Erwachsenenkram: Vom Umgang mit einem kleinen Budget

Weil mein Budget im Augenblick sehr klein ist schaue ich jeweils am Monatsanfang, wie ich in den kommenden Wochen die Prioritäten setzen möchte.

Diesmal wurde das Geld für Alkohol komplett gestrichen. Seit Dienstag bin ich ohne mein abendliches Weinchen ausgekommen. So ganz leicht ist es mir aber nicht gefallen. Es war eben eine Gewohnheit von mir geworden, abends die Flasche aus dem Kühlschrank zu holen. Um so mehr freue ich mich, dass es auch ohne Alkohol geht.

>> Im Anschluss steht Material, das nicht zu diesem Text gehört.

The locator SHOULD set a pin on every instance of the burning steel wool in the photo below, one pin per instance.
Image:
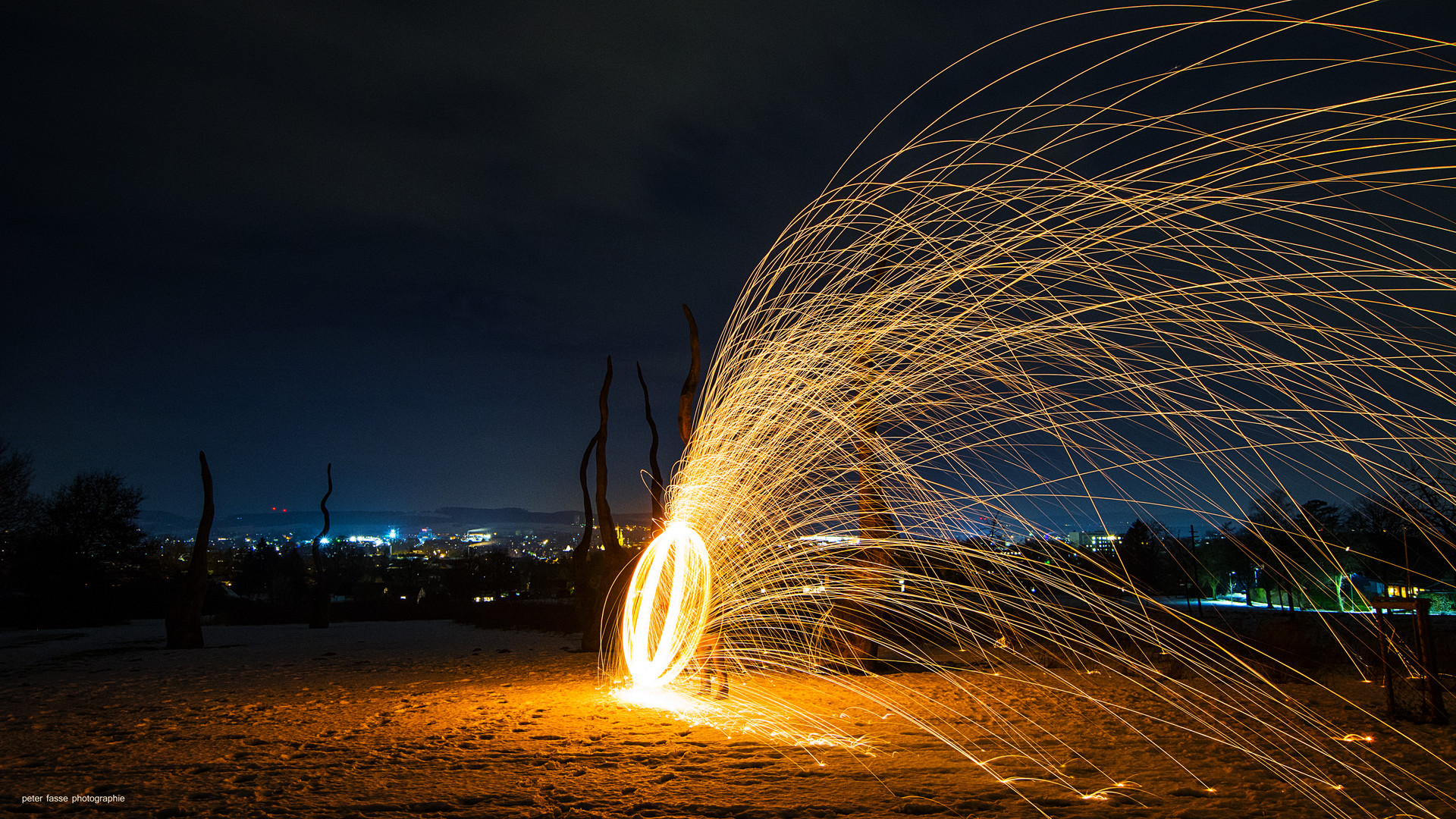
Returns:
(1166, 292)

Mein Zigarettengeld wurde ebenfalls dramatisch gekürzt. Ich bin nicht bereit, für meine Sucht auf Dinge zu verzichten, die wirklich zu meiner Lebensqualität beitragen.

Weitere Streichung für den Monat Oktober: der Friseurbesuch. Bei langen Haaren gehts im Wesentlichen ums Ansätze färben. Und das kann ich diesmal selber machen. Kosten für die Farbe liegen bei 4 Euro.

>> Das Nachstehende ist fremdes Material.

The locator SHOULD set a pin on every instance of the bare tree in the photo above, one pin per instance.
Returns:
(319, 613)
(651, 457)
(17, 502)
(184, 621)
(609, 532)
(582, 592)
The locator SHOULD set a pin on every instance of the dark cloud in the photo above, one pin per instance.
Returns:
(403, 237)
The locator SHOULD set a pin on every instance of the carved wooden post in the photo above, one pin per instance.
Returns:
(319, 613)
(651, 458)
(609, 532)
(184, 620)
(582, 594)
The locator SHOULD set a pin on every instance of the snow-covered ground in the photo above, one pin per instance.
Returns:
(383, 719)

Gekauft habe ich einen Bürostuhl, der das Sitzen am Arbeitsplatz über lange Zeit ermöglicht. Im schwedischen Möbelhaus, in dem sich alle duzen, gab es ein erschwingliches Exemplar für 39 Euro.

Ebenfalls investiert habe ich in frische, unverarbeitete Lebensmittel. Das riesige Stück Putenbrust aus dem Sonderangebot ist geschnitten und in kleinen Portionen eingefroren.
Gemüse wie Broccoli und Bohnen liegt ebenfalls im Gefrierfach. Morgen koche ich noch mit dem Hackfleisch ein herbstliches Chili con Carne. Damit wären die Hauptmahlzeiten für die nächste Woche komplett.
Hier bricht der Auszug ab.